Alan West

Posted on Apr 4

Why SSH Key Management Is Broken and How Certificates Fix It

#linux #security #ssh #devops

Native OpenSSH support since 2010

If you manage more than a handful of servers, you already know the pain. Every new developer who joins the team needs their public key added to authorized_keys on every server they need access to. Someone leaves? Good luck remembering all the places their key was authorized. And let's not talk about the first time you SSH into a new server and have to decide whether to trust that host fingerprint you definitely didn't verify.

SSH certificates solve all of this, and they've been baked into OpenSSH since version 5.4 (2010). Yet almost nobody uses them. Let's fix that.

The Root Problem: Trust Doesn't Scale with authorized_keys

The traditional SSH model works fine for one person with three servers. But it falls apart fast:

Onboarding is manual. Every new team member's public key needs to land on every relevant server. That's N users × M servers worth of configuration.
Offboarding is terrifying. Did you remove that key from every server? Are you sure? What about that one bastion host nobody remembers setting up in 2021?
Host verification is a joke. Be honest — when was the last time you actually verified an SSH host fingerprint? You type yes and move on like the rest of us.
No expiration. SSH keys live forever by default. That contractor who helped out for two weeks three years ago? Their key might still be valid.

This isn't a hypothetical problem. It's a daily operational headache.

How SSH Certificates Work (The 30-Second Version)

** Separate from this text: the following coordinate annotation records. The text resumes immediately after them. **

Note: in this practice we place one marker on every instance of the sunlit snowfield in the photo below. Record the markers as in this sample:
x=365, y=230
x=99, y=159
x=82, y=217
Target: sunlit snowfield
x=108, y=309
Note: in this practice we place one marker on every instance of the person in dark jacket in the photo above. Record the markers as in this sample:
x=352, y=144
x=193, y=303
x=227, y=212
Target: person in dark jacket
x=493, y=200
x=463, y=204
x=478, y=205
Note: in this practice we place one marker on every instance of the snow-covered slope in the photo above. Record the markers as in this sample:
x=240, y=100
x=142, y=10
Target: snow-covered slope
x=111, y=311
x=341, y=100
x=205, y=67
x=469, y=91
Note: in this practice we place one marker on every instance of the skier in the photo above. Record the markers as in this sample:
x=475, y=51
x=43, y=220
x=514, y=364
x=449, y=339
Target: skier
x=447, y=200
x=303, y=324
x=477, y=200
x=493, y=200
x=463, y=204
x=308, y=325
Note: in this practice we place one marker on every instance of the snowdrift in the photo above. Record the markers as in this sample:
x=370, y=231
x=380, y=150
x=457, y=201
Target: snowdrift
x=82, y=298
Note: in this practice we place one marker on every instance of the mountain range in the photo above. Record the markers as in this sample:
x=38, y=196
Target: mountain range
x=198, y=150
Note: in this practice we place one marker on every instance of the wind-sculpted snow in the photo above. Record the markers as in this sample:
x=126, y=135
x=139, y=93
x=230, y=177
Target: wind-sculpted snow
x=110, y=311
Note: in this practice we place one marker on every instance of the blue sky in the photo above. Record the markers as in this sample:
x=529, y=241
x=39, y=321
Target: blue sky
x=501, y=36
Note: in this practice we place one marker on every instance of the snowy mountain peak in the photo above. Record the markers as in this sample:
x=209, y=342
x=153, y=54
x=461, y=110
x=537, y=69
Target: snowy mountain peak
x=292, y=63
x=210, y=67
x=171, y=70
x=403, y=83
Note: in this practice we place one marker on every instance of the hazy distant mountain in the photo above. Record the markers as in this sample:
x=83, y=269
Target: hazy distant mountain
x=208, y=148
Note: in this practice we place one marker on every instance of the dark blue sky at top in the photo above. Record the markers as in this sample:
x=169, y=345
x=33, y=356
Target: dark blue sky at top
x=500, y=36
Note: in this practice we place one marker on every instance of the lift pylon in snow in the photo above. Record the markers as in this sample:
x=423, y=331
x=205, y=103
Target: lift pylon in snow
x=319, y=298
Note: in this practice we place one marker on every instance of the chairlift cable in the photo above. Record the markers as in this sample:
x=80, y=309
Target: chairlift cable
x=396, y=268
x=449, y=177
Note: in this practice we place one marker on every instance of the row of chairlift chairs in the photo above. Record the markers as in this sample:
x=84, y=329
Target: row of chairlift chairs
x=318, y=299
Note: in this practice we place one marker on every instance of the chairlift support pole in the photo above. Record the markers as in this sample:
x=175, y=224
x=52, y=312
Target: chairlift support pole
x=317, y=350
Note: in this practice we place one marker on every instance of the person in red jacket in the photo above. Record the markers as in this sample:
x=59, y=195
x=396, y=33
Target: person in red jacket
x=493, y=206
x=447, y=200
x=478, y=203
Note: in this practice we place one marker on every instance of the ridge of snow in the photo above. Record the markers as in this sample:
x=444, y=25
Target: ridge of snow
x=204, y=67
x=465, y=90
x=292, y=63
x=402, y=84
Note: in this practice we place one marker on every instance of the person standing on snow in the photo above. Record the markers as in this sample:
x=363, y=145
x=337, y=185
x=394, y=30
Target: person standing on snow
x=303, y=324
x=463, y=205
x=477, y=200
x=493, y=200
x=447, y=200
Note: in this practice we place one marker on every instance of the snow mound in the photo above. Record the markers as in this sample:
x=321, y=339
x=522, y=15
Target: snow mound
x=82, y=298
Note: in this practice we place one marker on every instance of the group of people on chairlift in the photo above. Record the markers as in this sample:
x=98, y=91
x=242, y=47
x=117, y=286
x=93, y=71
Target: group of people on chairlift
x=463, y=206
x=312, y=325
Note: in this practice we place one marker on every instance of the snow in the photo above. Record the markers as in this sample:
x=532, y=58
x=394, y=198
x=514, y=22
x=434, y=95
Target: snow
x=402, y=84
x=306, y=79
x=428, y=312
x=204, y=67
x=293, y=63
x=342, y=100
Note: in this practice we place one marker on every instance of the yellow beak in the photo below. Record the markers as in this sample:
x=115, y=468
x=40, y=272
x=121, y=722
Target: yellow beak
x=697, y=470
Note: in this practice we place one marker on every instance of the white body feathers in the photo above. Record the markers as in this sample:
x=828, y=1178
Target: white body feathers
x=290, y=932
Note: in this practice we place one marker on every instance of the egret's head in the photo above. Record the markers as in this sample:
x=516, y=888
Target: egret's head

Instead of distributing individual public keys everywhere, you create a Certificate Authority (CA) — really just another SSH key pair. Then:

The CA signs user and host public keys, producing certificates.
Servers trust the CA, not individual user keys.
Clients trust the CA, not individual host fingerprints.

That's it. One trust anchor instead of a web of individual keys. If you've used TLS certificates, this mental model maps directly.

Step-by-Step: Setting Up SSH Certificates

Step 1: Create the CA Key Pair

You need two CAs in practice — one for signing user certificates and one for signing host certificates. Keeping them separate limits blast radius if one is compromised.

# Generate the User CA key (keep this extremely safe)
ssh-keygen -t ed25519 -f user_ca -C "user-ca@yourorg"

# Generate the Host CA key
ssh-keygen -t ed25519 -f host_ca -C "host-ca@yourorg"

These private keys are the crown jewels. Treat them like you'd treat a root TLS CA key — offline storage, restricted access, the works.

Step 2: Sign Host Keys (No More "Trust This Fingerprint?")

Grab each server's existing host public key and sign it:

# Sign the server's host key with your Host CA
# -s: signing key, -I: certificate identity (for logging)
# -h: this is a HOST certificate (not user)
# -n: principals (hostnames this cert is valid for)
# -V: validity period
ssh-keygen -s host_ca \
  -I "webserver-prod-01" \
  -h \
  -n "webserver-prod-01.example.com,10.0.1.50" \
  -V +52w \
  /etc/ssh/ssh_host_ed25519_key.pub

This produces /etc/ssh/ssh_host_ed25519_key-cert.pub. Copy it back to the server.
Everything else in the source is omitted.